During pauses in his lecture circuit, he wrote the central text of 
modern yoga, “Raja Yoga.” But Vivekananda also kept his eyes open. He 
came back to India impressed with the “social openness, the comparative 
freedom of women, the ability of people to act collectively in their own 
interests,” and the relative dignity afforded to the lower classes in 
America. He began recommending the American habits of eating beef and 
bodybuilding to Indians. He was, in every way, a more liberal 
figure—well-read, curious, sensitive—than he is remembered as today.

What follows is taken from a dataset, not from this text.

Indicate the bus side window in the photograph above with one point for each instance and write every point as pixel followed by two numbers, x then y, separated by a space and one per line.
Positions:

One of Khilnani’s projects is to rescue such figures from the vise-grip 
of nationalists. Another is to show how the construction of the Indian 
past has changed. Both Phule and Vivekananda offered Indians grand 
narratives about the country’s past; so did the reformers Rammohun Roy, 
Annie Besant, Gandhi, and other figures whose lives are recounted in 
Khilnani’s book. The present that each of them experienced was 
frequently a tableaux of despair, full of poverty, death, and 
oppression. But to see India this way was to see a country almost 
through the colonists’ eyes; as a country so sick it deserved to be 
shackled. So these thinkers dove into the great Indian texts—the Vedas, 
the Upanishads, the Bhagavad Gita, the epics—and came back with the 
notion that Hinduism, in its purest form, had been trouble-free, 
uncorrupted by caste or child marriage or sati. Phule imagined “an 
ancient golden age before the Brahmins, or Aryans, arrived to 
subordinate the original Indians, or Dravidians.” Roy believed “that 
ancient Indians had governed themselves democratically—a rejoinder to 
the British insistence that Indians were culturally habituated to 
despotic rule and unaccustomed to democratic ideas.” These were useful 
tools to persuade followers and themselves, but, of course, they were 
elaborate fictions.

The right-wing movements of today share this desire to look 
inward—rather than to the West—but they generally refuse to think about 
the present-day failures of Hinduism. They celebrate Vivekananda not for 
his wide learning but for “his insistence that Hinduism is superior to 
all other religions, and uniquely peaceful and tolerant, ‘because it has 
never conquered, because it never shed blood.’” Modi himself has 
endorsed the idea that the God Ganesha is an example of ancient plastic 
surgery. The Hindu nationalists see a religion near perfection save for 
the tampering of Muslims and Christians. So they fall upon these groups, 
rather than try to reform their own practices by drawing on India’s 
sophisticated philosophical traditions.

Khilnani offers a fresh, cosmopolitan way of examining the Indian past. 
Everywhere he looks he sees rivers of influence and thought and 
ideas—ideas flowing through the minds of thinkers like Phule, 
Rabindranath Tagore, Muhammad Iqbal, Gandhi, Bhimrao Ambedkar, and 
others. Gandhi is fertilized by Victorian self-help literature. Roy 
corresponds with Thomas Paine and Jeremy Bentham. Annie Besant and the 
Theosophists go gaga over Indian spiritualism as a means to herald a 
worldwide revolution.

What Khilnani sees when he looks at the present, we don’t really know, 
though we can surmise. For better or for worse, he has only included the 
dead in his book of Indian lives.

Karan Mahajan is the author of “The Association of Small Bombs,” a 
finalist for the 2016 National Book Award.